Investigadores estadounidenses han planteado una nueva teoría de desplazamiento de los continentes que ubica el centro de un futuro supercontinente, denominado Amasia, en un lugar cercano al Polo Norte.
Un equipo de geólogos de la Universidad de Yale (EE UU) ha planteado una nueva hipótesis sobre hacia dónde se desplazarán los grandes bloques continentales y cuál será su distribución dentro de millones de años.
Los autores del trabajo han llamado a este procesoorthoversion y lo describen en el último número de la revista Nature. Según su teoría, el continente americano se desplazaría hacia el norte y provocaría que el actual océano Ártico y el mar Caribe desaparecieran.
Como explica el trabajo, después de que las aguas del Ártico y del Caribe dejen de existir, "estaríamos de camino hacia el próximo supercontinente", explica Ross Mitchell, investigador de la Universidad de Yale y autor principal del artículo.
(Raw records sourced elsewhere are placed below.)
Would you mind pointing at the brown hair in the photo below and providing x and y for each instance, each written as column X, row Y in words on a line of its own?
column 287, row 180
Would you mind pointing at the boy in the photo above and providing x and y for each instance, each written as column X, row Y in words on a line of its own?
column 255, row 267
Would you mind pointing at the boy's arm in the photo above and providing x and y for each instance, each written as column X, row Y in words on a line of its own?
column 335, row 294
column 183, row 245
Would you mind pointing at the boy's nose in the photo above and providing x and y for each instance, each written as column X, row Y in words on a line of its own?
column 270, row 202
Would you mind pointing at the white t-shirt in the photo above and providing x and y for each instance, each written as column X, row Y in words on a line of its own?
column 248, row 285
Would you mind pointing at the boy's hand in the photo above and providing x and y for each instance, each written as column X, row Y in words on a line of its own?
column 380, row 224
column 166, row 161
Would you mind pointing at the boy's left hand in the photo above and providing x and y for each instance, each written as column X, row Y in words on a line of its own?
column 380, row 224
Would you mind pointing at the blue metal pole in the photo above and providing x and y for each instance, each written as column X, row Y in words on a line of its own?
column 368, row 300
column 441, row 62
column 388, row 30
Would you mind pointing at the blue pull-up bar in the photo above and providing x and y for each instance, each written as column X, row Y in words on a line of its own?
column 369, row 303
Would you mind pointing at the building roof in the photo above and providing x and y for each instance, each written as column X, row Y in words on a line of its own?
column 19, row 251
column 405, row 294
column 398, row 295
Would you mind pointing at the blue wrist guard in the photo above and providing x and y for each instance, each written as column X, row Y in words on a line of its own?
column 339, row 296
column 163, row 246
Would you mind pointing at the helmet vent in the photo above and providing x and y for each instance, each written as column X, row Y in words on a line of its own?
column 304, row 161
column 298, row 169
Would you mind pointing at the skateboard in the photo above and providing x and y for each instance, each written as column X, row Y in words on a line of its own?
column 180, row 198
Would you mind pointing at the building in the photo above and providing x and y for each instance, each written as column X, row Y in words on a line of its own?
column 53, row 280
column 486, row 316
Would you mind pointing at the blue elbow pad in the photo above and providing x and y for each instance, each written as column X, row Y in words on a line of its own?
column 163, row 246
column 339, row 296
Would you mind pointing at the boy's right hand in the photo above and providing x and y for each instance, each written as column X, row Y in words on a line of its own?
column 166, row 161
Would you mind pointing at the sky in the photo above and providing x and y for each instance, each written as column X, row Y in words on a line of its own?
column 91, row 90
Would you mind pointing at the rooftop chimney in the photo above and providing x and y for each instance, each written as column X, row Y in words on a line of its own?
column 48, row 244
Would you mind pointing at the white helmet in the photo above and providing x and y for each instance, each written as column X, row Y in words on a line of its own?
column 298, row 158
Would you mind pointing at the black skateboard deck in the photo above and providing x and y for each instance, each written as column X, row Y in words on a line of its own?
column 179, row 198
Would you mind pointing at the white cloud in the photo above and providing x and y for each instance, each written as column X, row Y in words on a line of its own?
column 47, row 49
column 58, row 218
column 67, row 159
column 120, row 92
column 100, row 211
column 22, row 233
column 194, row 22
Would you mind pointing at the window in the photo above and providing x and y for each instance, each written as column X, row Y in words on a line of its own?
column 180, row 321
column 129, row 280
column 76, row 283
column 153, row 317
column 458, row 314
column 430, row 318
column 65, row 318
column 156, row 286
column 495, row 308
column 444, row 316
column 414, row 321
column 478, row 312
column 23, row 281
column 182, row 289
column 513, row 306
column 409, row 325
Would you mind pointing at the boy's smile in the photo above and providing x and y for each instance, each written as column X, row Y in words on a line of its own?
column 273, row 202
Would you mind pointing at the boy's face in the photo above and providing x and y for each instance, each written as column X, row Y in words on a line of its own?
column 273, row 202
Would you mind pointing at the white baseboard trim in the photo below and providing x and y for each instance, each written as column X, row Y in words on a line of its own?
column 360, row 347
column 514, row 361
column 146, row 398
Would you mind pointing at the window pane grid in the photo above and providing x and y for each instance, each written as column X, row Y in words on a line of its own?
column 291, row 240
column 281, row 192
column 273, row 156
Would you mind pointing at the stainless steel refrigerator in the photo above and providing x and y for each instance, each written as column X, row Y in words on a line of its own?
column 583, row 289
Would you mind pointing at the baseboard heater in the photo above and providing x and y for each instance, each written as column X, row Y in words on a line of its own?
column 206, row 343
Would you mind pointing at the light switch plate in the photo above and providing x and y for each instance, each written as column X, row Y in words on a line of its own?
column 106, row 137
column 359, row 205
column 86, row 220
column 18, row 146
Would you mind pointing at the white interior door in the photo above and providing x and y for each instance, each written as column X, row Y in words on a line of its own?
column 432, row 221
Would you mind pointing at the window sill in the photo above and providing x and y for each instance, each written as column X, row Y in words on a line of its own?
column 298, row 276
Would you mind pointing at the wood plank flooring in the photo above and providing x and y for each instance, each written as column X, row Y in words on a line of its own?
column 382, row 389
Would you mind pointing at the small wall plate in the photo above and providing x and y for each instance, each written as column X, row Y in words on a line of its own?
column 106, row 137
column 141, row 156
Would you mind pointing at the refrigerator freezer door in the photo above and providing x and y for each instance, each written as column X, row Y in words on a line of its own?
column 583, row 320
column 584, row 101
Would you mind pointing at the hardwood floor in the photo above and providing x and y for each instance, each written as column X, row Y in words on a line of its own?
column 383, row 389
Además, América del Norte y del Sur, fundidas, terminarían por juntarse con Europa y Asia.
El experto reconoce a SINC que este tercer modelo "representa un término medio entre las otras dos teorías que ya existen (sobre la creación de un supercontinente) y que son completamente opuestas entre sí".
En este modelo, tanto Asia como América del Norte, que estarían unidas por una nueva cordillera formada tras su colisión, podrían ocupar el centro del nuevo Amasia, ubicado en un punto cercano al Polo Norte actual.
"Todavía falta mucho para que ocurra tal acontecimiento", afirma Mitchell, aunque estima que la unión de América con Eurasia ocurriría dentro de entre 50 y 200 millones de años.
Taylor M. Kilian, investigador de la misma universidad y segundo autor del estudio añade: "Este tipo de análisis nos ofrecen una forma de organizar los continentes, tanto en latitud y longitud, y permiten comprender mejor la dinámica del interior profundo de la Tierra".
"Los resultados son importantes para tener conocimientos más profundos sobre el funcionamiento interno de la Tierra y para una mejor comprensión de la geografía de su superficie cambiante", concluye Mitchell.